More recently, a study showed the effects of freeze/thaw on the biopsied blastocysts. Zheng et al. (2005) evaluated the biopsied blastocysts cryopreserved by slow cooling or vitrification, as compared with controls. the survival rate of biopsied human embryos is significantly lower than non-biopsied embryos when conventional cryopreservation methods are used (Joris et al., 1999; Magli et al., 1999).
Vitrification has become quite useful for storage of biopsied embryos (Jericho et al., 2003) it was shown that a modified cryopreservation method with increased sucrose concentration up to 0.2 mol L-1 could significantly improve the survival rate of biopsied embryos compared with standard freezing methods. This may be due to greater access of the cryoprotectant, caused by the rent in the zona pellucida of micromanipulated embryos.

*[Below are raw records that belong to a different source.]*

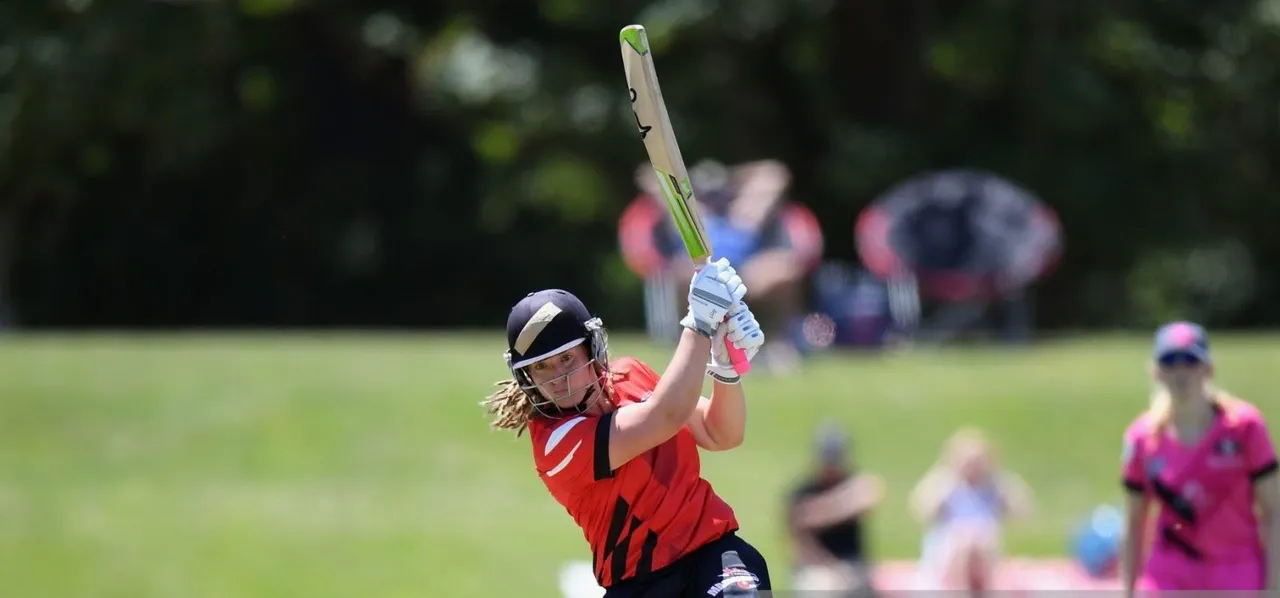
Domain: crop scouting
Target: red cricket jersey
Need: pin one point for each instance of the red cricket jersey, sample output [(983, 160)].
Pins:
[(648, 512)]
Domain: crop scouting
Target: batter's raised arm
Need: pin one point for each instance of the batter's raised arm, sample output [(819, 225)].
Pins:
[(714, 290)]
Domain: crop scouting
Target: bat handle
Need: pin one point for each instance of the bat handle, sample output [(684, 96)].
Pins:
[(741, 365)]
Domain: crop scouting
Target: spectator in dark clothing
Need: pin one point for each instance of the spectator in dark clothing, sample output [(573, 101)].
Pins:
[(827, 517)]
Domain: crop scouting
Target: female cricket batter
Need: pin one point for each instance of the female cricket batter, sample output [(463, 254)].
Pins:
[(1207, 460), (617, 446)]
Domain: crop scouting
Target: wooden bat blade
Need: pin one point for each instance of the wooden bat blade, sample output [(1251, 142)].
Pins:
[(659, 141)]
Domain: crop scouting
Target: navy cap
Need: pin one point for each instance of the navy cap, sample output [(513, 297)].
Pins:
[(1182, 338), (543, 324)]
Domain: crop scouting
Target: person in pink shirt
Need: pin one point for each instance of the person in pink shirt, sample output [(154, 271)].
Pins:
[(1205, 461)]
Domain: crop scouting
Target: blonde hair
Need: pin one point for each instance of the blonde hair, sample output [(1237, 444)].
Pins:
[(1161, 410), (511, 407)]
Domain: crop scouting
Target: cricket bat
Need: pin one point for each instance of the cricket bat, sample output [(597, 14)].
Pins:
[(659, 142)]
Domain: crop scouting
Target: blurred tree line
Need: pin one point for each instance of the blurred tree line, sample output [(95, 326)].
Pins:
[(405, 163)]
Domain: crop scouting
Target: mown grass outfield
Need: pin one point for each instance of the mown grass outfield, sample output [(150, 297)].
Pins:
[(361, 465)]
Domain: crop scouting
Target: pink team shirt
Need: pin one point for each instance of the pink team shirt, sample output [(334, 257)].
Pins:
[(1205, 492)]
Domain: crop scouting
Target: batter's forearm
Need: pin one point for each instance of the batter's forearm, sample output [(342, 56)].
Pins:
[(681, 384), (726, 415)]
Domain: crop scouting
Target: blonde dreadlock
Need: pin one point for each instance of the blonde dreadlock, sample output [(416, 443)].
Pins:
[(510, 406), (512, 409)]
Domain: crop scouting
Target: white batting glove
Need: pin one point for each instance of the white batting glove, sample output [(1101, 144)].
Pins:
[(713, 290), (744, 332)]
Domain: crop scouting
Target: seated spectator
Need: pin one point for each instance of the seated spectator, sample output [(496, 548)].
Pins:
[(773, 243), (826, 517), (964, 502)]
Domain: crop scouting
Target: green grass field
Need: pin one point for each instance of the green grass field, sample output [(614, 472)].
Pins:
[(361, 465)]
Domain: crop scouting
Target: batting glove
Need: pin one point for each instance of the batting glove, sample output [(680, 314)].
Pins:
[(713, 290), (744, 332)]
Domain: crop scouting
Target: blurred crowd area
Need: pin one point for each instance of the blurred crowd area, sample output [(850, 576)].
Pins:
[(964, 503), (882, 172)]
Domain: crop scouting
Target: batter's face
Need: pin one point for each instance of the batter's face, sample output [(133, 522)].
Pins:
[(566, 378), (1183, 374)]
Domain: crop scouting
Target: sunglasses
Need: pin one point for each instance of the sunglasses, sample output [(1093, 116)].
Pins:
[(1174, 360)]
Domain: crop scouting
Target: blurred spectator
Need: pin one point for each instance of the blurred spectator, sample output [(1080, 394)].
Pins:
[(772, 242), (964, 501), (826, 517)]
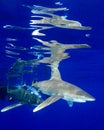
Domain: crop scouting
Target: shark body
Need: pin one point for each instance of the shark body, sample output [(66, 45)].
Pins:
[(55, 87), (59, 89)]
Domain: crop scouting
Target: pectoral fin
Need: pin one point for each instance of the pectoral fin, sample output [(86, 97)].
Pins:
[(46, 103), (11, 107)]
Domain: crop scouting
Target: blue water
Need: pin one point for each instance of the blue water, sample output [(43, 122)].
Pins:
[(84, 68)]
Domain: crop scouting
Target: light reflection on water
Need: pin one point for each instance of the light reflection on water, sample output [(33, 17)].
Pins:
[(47, 52)]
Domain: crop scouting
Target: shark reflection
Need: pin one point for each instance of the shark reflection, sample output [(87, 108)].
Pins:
[(55, 87), (23, 96)]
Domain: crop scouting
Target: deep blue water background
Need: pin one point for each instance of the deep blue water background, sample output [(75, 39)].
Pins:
[(84, 68)]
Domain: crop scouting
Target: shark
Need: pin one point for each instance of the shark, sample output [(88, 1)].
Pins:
[(23, 96), (56, 87)]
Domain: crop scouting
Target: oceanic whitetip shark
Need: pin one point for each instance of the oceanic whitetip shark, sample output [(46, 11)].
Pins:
[(55, 87), (24, 97)]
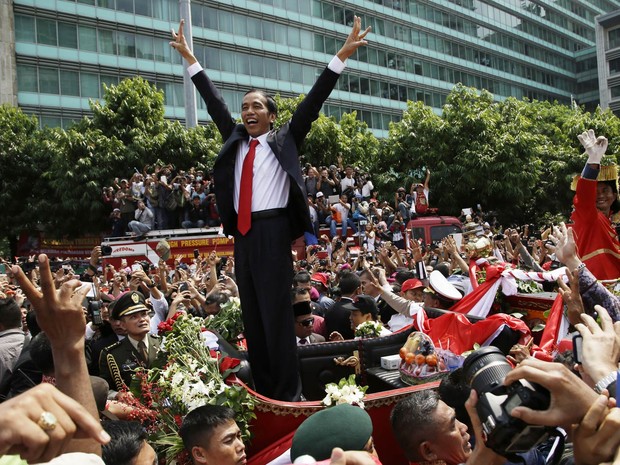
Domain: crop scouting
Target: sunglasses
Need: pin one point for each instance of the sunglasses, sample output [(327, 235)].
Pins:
[(306, 322)]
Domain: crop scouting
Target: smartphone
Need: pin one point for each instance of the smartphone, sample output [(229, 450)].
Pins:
[(578, 348)]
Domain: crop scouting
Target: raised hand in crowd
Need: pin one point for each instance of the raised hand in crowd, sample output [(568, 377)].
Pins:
[(595, 146), (25, 433), (61, 316), (600, 346), (597, 438), (571, 296)]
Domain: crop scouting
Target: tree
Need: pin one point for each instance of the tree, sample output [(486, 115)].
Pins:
[(18, 172)]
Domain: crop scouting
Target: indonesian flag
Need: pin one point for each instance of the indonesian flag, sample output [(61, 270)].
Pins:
[(555, 330), (454, 332), (480, 301)]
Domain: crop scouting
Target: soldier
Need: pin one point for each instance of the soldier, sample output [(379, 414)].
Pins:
[(139, 349)]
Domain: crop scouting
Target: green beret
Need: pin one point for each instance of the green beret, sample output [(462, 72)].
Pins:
[(343, 426)]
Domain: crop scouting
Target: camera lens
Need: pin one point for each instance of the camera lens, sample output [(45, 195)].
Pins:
[(485, 369)]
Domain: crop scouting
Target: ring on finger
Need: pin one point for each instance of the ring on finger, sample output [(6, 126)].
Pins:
[(47, 421)]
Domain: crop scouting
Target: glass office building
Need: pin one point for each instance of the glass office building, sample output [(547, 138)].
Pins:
[(65, 51)]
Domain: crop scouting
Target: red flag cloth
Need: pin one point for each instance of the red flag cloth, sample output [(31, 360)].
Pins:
[(454, 332), (467, 303), (549, 339)]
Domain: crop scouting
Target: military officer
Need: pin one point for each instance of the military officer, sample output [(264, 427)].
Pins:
[(139, 349)]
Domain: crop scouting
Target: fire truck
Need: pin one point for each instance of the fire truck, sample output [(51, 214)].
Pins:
[(182, 242)]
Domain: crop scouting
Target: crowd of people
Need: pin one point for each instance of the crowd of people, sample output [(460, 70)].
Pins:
[(68, 350)]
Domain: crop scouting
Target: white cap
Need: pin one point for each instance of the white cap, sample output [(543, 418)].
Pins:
[(441, 286)]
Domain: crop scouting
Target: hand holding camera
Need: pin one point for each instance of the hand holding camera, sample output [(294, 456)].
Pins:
[(570, 396)]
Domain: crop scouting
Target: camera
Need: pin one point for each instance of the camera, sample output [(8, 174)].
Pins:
[(94, 311), (484, 370)]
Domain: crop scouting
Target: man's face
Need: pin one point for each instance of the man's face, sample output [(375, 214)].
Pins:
[(146, 456), (450, 440), (604, 197), (256, 117), (365, 280), (306, 286), (414, 295), (430, 300), (225, 447), (304, 324), (117, 327), (357, 318), (137, 324)]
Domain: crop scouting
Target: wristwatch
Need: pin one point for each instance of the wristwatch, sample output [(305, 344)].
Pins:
[(606, 383)]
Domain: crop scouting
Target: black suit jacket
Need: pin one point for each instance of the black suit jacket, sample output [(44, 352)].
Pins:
[(338, 319), (285, 143)]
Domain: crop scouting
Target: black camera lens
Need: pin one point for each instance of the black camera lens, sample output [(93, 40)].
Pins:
[(485, 369)]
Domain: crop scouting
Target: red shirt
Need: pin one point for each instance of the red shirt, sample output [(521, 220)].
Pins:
[(596, 239)]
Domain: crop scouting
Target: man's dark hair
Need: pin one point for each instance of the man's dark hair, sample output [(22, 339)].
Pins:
[(349, 283), (454, 391), (10, 314), (412, 422), (216, 297), (615, 206), (127, 440), (272, 107), (403, 275), (199, 424), (298, 291), (301, 277)]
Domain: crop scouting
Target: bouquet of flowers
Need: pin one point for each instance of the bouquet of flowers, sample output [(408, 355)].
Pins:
[(368, 329), (345, 392), (193, 376), (228, 321)]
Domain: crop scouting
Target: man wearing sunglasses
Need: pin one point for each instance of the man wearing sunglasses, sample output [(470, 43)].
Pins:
[(304, 324)]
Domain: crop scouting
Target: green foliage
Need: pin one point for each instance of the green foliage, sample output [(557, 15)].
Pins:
[(514, 157), (18, 173)]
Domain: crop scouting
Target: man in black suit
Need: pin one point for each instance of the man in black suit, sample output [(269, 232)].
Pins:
[(265, 209), (338, 318)]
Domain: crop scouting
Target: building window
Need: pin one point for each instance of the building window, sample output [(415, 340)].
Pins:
[(27, 79), (46, 32)]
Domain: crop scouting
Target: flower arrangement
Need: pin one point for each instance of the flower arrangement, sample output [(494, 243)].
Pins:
[(193, 376), (228, 322), (345, 392), (368, 329)]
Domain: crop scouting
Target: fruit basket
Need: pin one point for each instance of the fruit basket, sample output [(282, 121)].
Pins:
[(420, 362)]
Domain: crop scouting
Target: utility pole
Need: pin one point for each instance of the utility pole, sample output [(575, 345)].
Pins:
[(189, 91)]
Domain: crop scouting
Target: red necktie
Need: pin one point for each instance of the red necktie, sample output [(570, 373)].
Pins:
[(244, 219)]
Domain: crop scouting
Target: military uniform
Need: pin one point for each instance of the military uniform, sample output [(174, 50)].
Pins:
[(118, 361)]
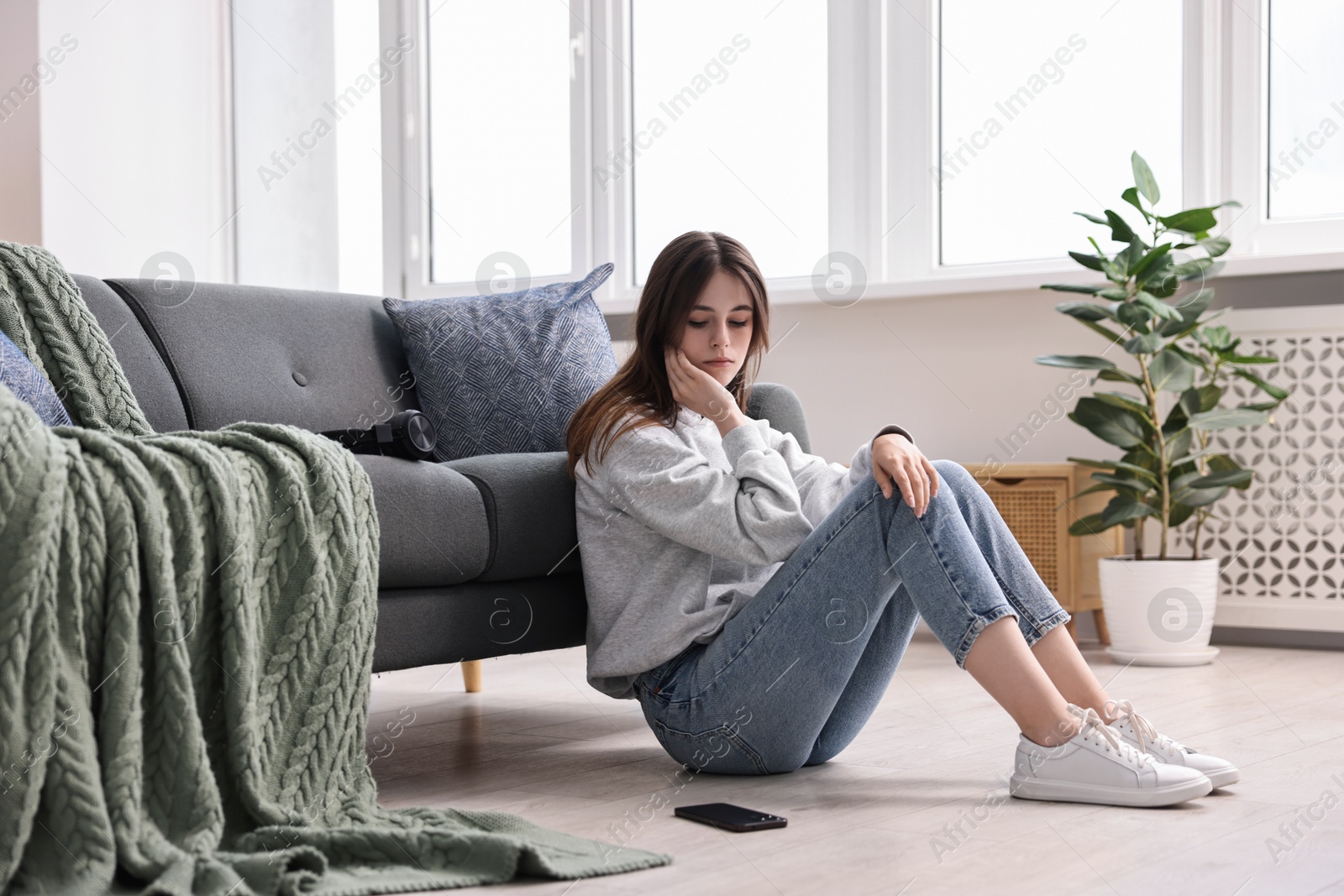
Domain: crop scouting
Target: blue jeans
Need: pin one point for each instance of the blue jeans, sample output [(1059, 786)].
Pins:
[(797, 672)]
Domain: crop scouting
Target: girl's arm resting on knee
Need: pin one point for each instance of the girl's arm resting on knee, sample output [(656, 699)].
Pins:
[(753, 513), (820, 483)]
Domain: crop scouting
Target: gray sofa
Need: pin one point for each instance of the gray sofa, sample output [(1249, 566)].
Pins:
[(479, 557)]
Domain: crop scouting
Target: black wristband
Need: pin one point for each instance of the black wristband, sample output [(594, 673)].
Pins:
[(890, 429)]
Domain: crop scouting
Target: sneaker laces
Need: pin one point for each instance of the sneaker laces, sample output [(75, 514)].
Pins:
[(1093, 726), (1144, 730)]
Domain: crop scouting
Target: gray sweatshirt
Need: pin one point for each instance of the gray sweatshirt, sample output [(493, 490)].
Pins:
[(679, 528)]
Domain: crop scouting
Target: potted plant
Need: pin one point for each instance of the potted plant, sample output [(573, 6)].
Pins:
[(1179, 367)]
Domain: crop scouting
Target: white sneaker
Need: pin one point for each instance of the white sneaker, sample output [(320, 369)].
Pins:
[(1142, 734), (1097, 766)]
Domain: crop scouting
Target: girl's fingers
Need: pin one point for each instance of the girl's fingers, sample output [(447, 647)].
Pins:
[(904, 481), (884, 479), (933, 474), (921, 486)]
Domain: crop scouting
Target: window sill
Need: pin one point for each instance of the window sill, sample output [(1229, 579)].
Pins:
[(1000, 278)]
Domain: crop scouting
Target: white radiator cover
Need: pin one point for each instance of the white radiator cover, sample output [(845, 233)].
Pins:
[(1281, 542)]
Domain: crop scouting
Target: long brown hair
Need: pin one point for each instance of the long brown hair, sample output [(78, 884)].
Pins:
[(679, 275)]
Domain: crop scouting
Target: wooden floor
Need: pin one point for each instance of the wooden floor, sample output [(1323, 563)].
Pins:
[(917, 805)]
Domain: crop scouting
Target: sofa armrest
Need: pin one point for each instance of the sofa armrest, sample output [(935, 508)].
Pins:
[(530, 508), (432, 523), (781, 406)]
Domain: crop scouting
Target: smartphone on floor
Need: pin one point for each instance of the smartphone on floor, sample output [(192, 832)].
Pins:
[(730, 817)]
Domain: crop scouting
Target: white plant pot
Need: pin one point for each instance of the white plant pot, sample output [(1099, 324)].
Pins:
[(1160, 613)]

A major challenge for researchers is to establish a universal standardized vitrification method, which can be successfully applied for cryopreservation of intact and biopsied embryos of buffaloes.
In conclusion, in most cases, modifying cryopreservation methods to fit the cells to be cryopreserved is likely to be preferable to modifying cells to fit procedures for cryopreservation. Nevertheless, there are opportunities to do the latter and in conclusion, cryopreservation of intact and biopsied buffalo blastocysts has revolutionized the field of assisted reproduction.